In the January, 2009 issue of Wired, there is an article called: Burning Question - Why are faxes still around? Good question. In the 1990's, I made a reasonably good living consulting with companies around the world about building, marketing and selling information about fax technology and its many offshoots with my company Human Communications. During that time, computer based fax had a very good ten year run and the fax machine was everywhere, but the coming of the Internet threatened to change all of that.
By the close of the decade, I was advising my clients to develop new business models that didn't depend so much upon fax. However, at the same time, I was teaching them about the latest high speed fax (V.34 @ 33.6 kilobits / second) and about the new hot movement, Internet Fax.
The conventional logic at the time was that the Internet was here and nobody needed fax anymore. My view was much more complex. I saw lots of good uses for fax as it existed, but wondered how people would communicate documents over the Internet.
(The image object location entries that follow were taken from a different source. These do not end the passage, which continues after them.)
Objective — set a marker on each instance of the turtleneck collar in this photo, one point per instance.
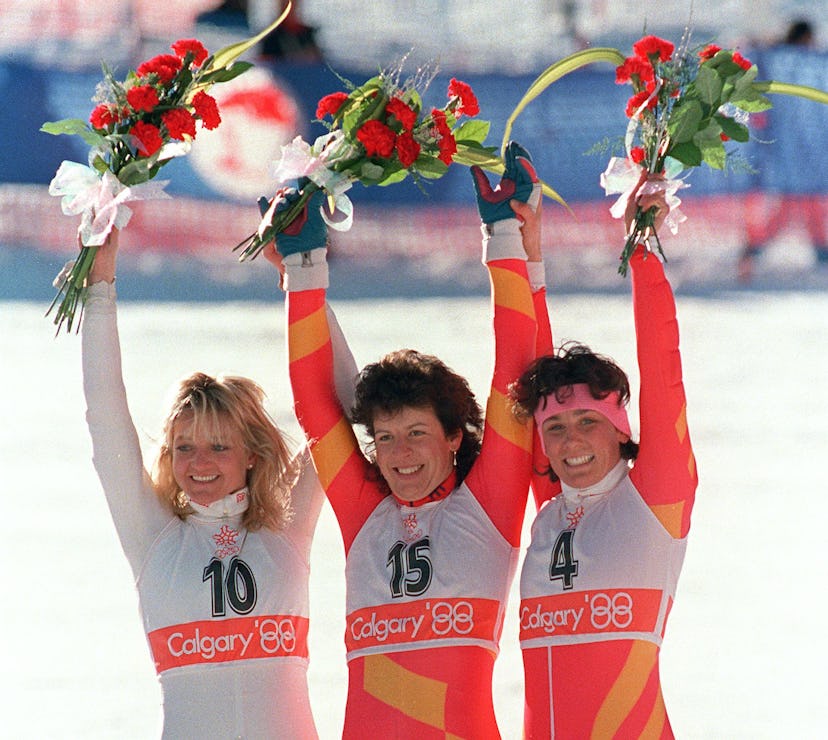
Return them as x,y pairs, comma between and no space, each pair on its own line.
605,485
233,504
438,494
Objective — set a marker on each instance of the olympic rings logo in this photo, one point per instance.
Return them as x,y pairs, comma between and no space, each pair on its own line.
274,636
615,610
457,618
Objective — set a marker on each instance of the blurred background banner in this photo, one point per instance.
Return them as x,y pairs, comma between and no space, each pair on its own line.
50,56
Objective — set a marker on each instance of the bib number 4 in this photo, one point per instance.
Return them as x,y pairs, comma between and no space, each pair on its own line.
563,566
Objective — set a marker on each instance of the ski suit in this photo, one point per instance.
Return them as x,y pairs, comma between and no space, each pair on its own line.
426,584
599,577
225,610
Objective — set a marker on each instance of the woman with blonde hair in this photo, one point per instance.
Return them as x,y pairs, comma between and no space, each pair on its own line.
218,537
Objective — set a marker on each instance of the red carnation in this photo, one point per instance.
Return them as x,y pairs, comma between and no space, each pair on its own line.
652,46
103,116
740,60
448,148
148,138
402,112
330,104
407,149
440,122
166,66
709,52
377,138
184,46
637,100
206,109
179,123
468,102
142,98
634,69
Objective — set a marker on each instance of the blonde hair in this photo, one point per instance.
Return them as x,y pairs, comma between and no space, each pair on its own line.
238,403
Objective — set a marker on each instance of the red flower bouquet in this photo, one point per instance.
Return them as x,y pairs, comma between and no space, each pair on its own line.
685,107
379,134
137,127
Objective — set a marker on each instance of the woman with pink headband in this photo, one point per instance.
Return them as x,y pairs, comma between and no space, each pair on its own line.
600,573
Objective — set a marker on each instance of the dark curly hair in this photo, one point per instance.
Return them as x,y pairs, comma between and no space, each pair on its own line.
407,378
555,374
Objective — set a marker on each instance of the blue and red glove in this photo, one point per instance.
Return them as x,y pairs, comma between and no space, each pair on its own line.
519,182
304,233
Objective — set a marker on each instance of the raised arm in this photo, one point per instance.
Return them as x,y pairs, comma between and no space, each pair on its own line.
136,511
665,470
307,494
543,489
337,457
500,476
Now, it's ten years later, and fax is still alive and well. It's not as sexy as it seemed to be in the early 90's, but fax machines are everywhere and fax servers are still very common in corporate offices, especially for receiving faxes that will be directed into email boxes. Many corporate citizens never use fax at all, but it's a mode of communication that has fewer dependencies than email (can you read that attachment, does it contain a virus?) and reaches into the smallest office. In my own case, it's still the preferred way to upload information to our corporate expense report system or to send on medical receipts to an insurance company.
Fax. It started running over telegraph wires, took all of the telephone technology developments in stride and now can run over the Internet. It's not perfect, but it does the job of sending paper documents over phone or Internet lines very well. So, think twice before you get rid of that fax machine or opt not to get the fax feature in your next multi-function printer.